Source code for neuroconv.tools.roiextractors.imagingextractordatachunkiterator

"""General purpose iterator for all ImagingExtractor data."""

import numpy as np
from roiextractors import ImagingExtractor
from tqdm import tqdm

from neuroconv.tools.hdmf import GenericDataChunkIterator
from neuroconv.tools.iterative_write import (
    get_image_series_buffer_shape,
    get_image_series_chunk_shape,
)



[docs]
class ImagingExtractorDataChunkIterator(GenericDataChunkIterator):
    """DataChunkIterator for ImagingExtractor objects primarily used when writing imaging data to an NWB file."""

    def __init__(
        self,
        imaging_extractor: ImagingExtractor,
        buffer_gb: float | None = None,
        buffer_shape: tuple | None = None,
        chunk_mb: float | None = None,
        chunk_shape: tuple | None = None,
        display_progress: bool = False,
        progress_bar_class: tqdm | None = None,
        progress_bar_options: dict | None = None,
    ):
        """
        Initialize an Iterable object which returns DataChunks with data and their selections on each iteration.

        Parameters
        ----------
        imaging_extractor : ImagingExtractor
            The ImagingExtractor object which handles the data access.
        buffer_gb : float, optional
            The upper bound on size in gigabytes (GB) of each selection from the iteration.
            The buffer_shape will be set implicitly by this argument.
            Cannot be set if `buffer_shape` is also specified.
            The default is 1GB.
        buffer_shape : tuple, optional
            Manual specification of buffer shape to return on each iteration.
            Must be a multiple of chunk_shape along each axis.
            Cannot be set if `buffer_gb` is also specified.
            The default is None.
        chunk_mb : float, optional
            The upper bound on size in megabytes (MB) of the internal chunk for the HDF5 dataset.
            The chunk_shape will be set implicitly by this argument.
            Cannot be set if `chunk_shape` is also specified.
            The default is 10MB, as recommended by the HDF5 group.
            For more details, search the hdf5 documentation for "Improving IO Performance Compressed Datasets".
        chunk_shape : tuple, optional
            Manual specification of the internal chunk shape for the HDF5 dataset.
            Cannot be set if `chunk_mb` is also specified.
            The default is None.
        display_progress : bool, default=False
            Display a progress bar with iteration rate and estimated completion time.
        progress_bar_class : dict, optional
            The progress bar class to use.
            Defaults to tqdm.tqdm if the TQDM package is installed.
        progress_bar_options : dict, optional
            Dictionary of keyword arguments to be passed directly to tqdm.
            See https://github.com/tqdm/tqdm#parameters for options.
        """
        self.imaging_extractor = imaging_extractor

        assert not (buffer_gb and buffer_shape), "Only one of 'buffer_gb' or 'buffer_shape' can be specified!"
        assert not (chunk_mb and chunk_shape), "Only one of 'chunk_mb' or 'chunk_shape' can be specified!"

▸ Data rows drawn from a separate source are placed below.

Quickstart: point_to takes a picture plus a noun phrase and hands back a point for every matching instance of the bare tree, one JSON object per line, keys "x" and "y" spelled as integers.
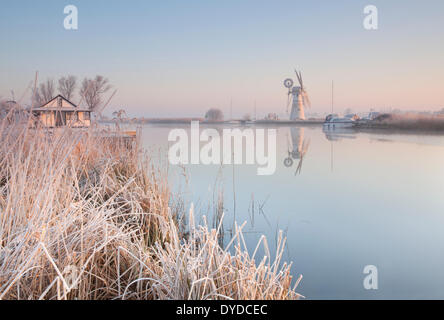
{"x": 214, "y": 115}
{"x": 92, "y": 91}
{"x": 67, "y": 86}
{"x": 45, "y": 92}
{"x": 120, "y": 114}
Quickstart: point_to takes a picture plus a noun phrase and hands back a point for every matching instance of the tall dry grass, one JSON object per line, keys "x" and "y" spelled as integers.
{"x": 85, "y": 217}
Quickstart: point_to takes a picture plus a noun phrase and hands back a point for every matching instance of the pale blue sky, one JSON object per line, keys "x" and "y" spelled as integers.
{"x": 180, "y": 58}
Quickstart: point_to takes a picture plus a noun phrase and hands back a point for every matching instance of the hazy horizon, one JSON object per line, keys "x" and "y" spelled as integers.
{"x": 180, "y": 58}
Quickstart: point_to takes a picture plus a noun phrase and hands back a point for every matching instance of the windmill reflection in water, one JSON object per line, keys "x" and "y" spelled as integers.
{"x": 297, "y": 149}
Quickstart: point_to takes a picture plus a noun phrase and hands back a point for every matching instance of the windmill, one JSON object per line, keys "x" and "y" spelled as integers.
{"x": 299, "y": 96}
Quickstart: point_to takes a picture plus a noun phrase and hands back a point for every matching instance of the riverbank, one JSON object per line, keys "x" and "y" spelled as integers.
{"x": 89, "y": 218}
{"x": 425, "y": 123}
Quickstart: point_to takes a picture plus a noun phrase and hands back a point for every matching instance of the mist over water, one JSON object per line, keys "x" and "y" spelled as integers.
{"x": 343, "y": 199}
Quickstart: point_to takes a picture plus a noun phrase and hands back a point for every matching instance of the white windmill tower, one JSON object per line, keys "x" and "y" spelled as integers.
{"x": 299, "y": 96}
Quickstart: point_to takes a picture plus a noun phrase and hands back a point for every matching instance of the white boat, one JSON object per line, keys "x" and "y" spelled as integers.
{"x": 333, "y": 121}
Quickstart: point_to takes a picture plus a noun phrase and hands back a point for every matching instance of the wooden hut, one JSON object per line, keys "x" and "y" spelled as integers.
{"x": 60, "y": 112}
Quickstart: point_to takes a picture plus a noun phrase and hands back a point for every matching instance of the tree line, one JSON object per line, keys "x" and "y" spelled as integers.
{"x": 90, "y": 91}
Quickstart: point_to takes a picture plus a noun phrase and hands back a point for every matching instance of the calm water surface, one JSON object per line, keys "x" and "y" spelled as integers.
{"x": 344, "y": 200}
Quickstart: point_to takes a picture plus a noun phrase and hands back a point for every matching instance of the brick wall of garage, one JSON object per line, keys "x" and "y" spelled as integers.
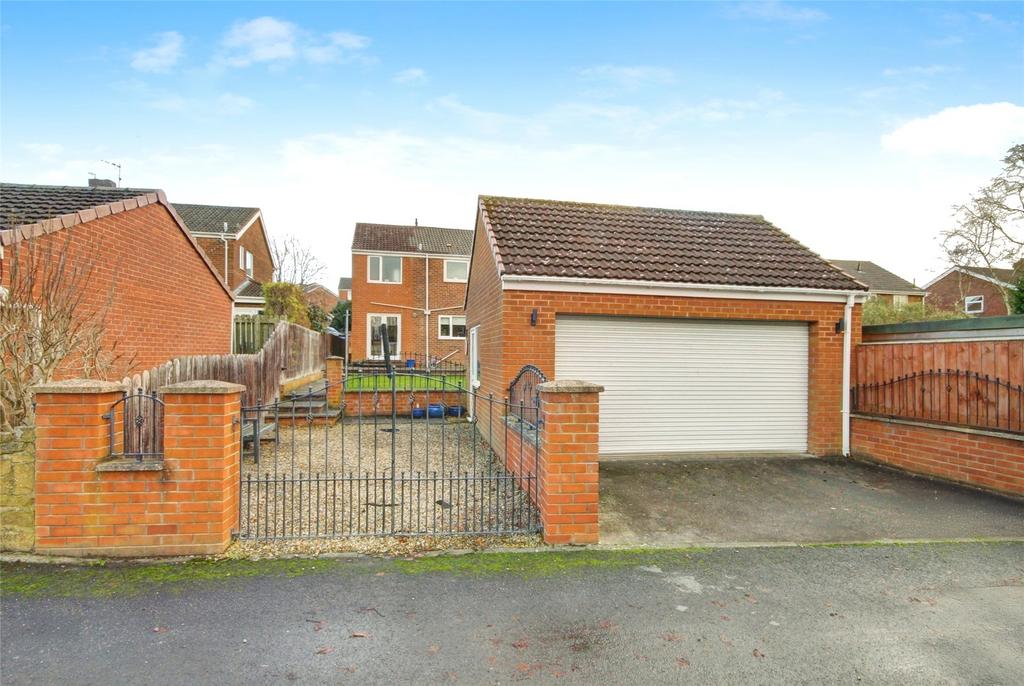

        if chunk_mb and buffer_gb:
            assert chunk_mb * 1e6 <= buffer_gb * 1e9, "chunk_mb must be less than or equal to buffer_gb!"

        if chunk_mb is None and chunk_shape is None:
            chunk_mb = 10.0

        if chunk_shape is None:
            chunk_shape = self._get_default_chunk_shape(chunk_mb=chunk_mb)

        if buffer_gb is None and buffer_shape is None:
            buffer_gb = 1.0

        if buffer_shape is None:
            buffer_shape = self._get_scaled_buffer_shape(buffer_gb=buffer_gb, chunk_shape=chunk_shape)

        super().__init__(
            buffer_shape=buffer_shape,
            chunk_shape=chunk_shape,
            display_progress=display_progress,
            progress_bar_class=progress_bar_class,
            progress_bar_options=progress_bar_options,
        )

    def _get_sample_shape(self) -> tuple:
        """This translate the sample shape in roiextractors to the nwb convention by transposing the frame shape."""

        roi_extractors_frame_shape = self.imaging_extractor.get_frame_shape()
        height, width = roi_extractors_frame_shape[0], roi_extractors_frame_shape[1]
        nwb_frame_shape = (width, height)

        if self.imaging_extractor.is_volumetric:
            num_planes = self.imaging_extractor.get_num_planes()
            sample_shape = nwb_frame_shape + (num_planes,)
        else:
            sample_shape = nwb_frame_shape

        return sample_shape

    def _get_default_chunk_shape(self, chunk_mb: float) -> tuple:
        """Select the chunk_shape less than the threshold of chunk_mb while keeping the original image size."""
        assert chunk_mb > 0, f"chunk_mb ({chunk_mb}) must be greater than zero!"

        num_samples = self.imaging_extractor.get_num_samples()
        sample_shape = self._get_sample_shape()
        dtype = self.imaging_extractor.get_dtype()

        chunk_shape = get_image_series_chunk_shape(
            num_samples=num_samples,
            sample_shape=sample_shape,
            dtype=dtype,
            chunk_mb=chunk_mb,
        )

        return chunk_shape

    def _get_scaled_buffer_shape(self, buffer_gb: float, chunk_shape: tuple) -> tuple:
        """Select the buffer_shape less than the threshold of buffer_gb that is also a multiple of the chunk_shape."""
        assert buffer_gb > 0, f"buffer_gb ({buffer_gb}) must be greater than zero!"
        assert all(np.array(chunk_shape) > 0), f"Some dimensions of chunk_shape ({chunk_shape}) are less than zero!"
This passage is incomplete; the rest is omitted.